We also want to continue to meet the demands for more health care services in the area. We are making several strategic investments in the facility and services at St. Francis Medical Center. First, we are expanding our orthopedic capabilities into an Orthopedic Center of Excellence by building a dedicated Orthopedic inpatient unit and operating rooms which we plan to open in 2014. Second, we are expanding our Neonatal Intensive Care Unit as well as our labor and delivery services. Third, we are partnering with a third-party development company to bring another medical office building to the campus to house more outpatient and physician services. It is very important to the Penrose-St. Francis Board, our leadership team and our medical staff that we foster “system-ness” between St. Francis Medical Center and Penrose Hospital in addition to all of our outpatient and physician locations.

How will health care reform change the way you do business?

I think you need to define “health care reform” before you can answer that question accurately. Most people think of the PPACA legislation passed in 2010 as the impetus for health care reform, and to be sure, it is an important driver of change. However, the legislation itself was really aimed at increasing the number of people with insurance (e.g. Medicaid expansion, individual mandate, no denial of coverage for pre-existing conditions, online health insurance exchanges, etc.) with the goal of providing better access to health care for more people. Since individuals and families tend to use more services when they are covered, the federal legislation’s impact to health care providers will likely be more volume, but reimbursement at a lower average rate.
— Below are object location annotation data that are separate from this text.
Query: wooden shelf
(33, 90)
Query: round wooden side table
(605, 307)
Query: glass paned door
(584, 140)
However, reforming the health care system is also being driven by two major trends in the market: consumerism and value-based purchasing by employers and other payers. These forces have been at work much longer than the new law, but they are now becoming much more powerful and sophisticated. Essentially, individual consumers have much more knowledge at their disposal for health care decision-making, and they are demanding a better product at a better price. They want more value. Similarly, those who pay for health care “in bulk,” like employers and the government, also want more value because they cannot continue to afford the current system.

What are the biggest challenges in the health care industry?

Ultimately, what all of this means for the health care system is that we must do more with less. Locally, Penrose-St. Francis must be a leader in a massive effort to re-organize how we deliver care into a more efficient, effective and personal manner. Centura Health Neighborhoods is one example of how we are looking at healthcare in new ways.

Along with the other hospitals within Centura Health, we are focusing on cost savings initiatives in supply chain, process improvement, automation, and reducing variability, all things that other industries do as well. Speaking for the health care industry, we also have to “work smarter not harder.” There is a lot of waste driven by duplication and lack of transparency in health care. We are still a very fragmented industry with many silos — hospitals, physicians, health plans and employers. We must work more together and much more collaboratively. Reform is driving us to become much more integrated.